The demand for customized chips for AI applications is weak, and Marvell predicts lower than expected performance in the first quarter
Marvell Technology predicts that its first quarter performance is lower than market expectations due to weak demand for custom chips used in artificial intelligence (AI) applications, causing the company's stock price to fall by approximately 8% in intraday trading.
The company stated in November last year that due to weak demand from wireless operators and the enterprise market, it expects approximately half of its revenue to decline in the first quarter.
Marvell CEO Matt Murphy said, "Although we expect weak demand to affect consumers, operator infrastructure, and corporate networks in the short term, we expect the revenue decline in these end markets to end after the first quarter."
Customers, including cloud service providers and telecom operators, have been working hard to clear excess chip inventory during the pandemic to avoid supply shortages.
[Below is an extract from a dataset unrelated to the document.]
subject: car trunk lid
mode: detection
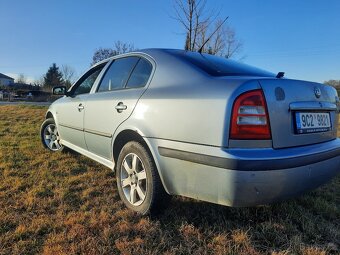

These inventory adjustments have hindered Marvell's prospects of obtaining new orders.
According to data from the London Stock Exchange Group, the company expects adjusted earnings per share for the first quarter to be 23 cents, with a fluctuation of 5 cents, and an expected earnings per share of 40 cents.
Marvell Technology also announced a $3 billion stock repurchase authorization and stated that it expects net revenue for the first quarter to be $1.15 billion, with a fluctuation of 5%, compared to an expected $1.37 billion.
The company announced a revenue of $1.43 billion in the fourth quarter of the previous fiscal year, exceeding expectations of $1.42 billion, thanks to the rapid adoption of artificial intelligence.
The revenue of the company's data center division, including customized artificial intelligence chip business and network equipment, increased by 54% to $765.3 million, compared to an expected $759.8 million.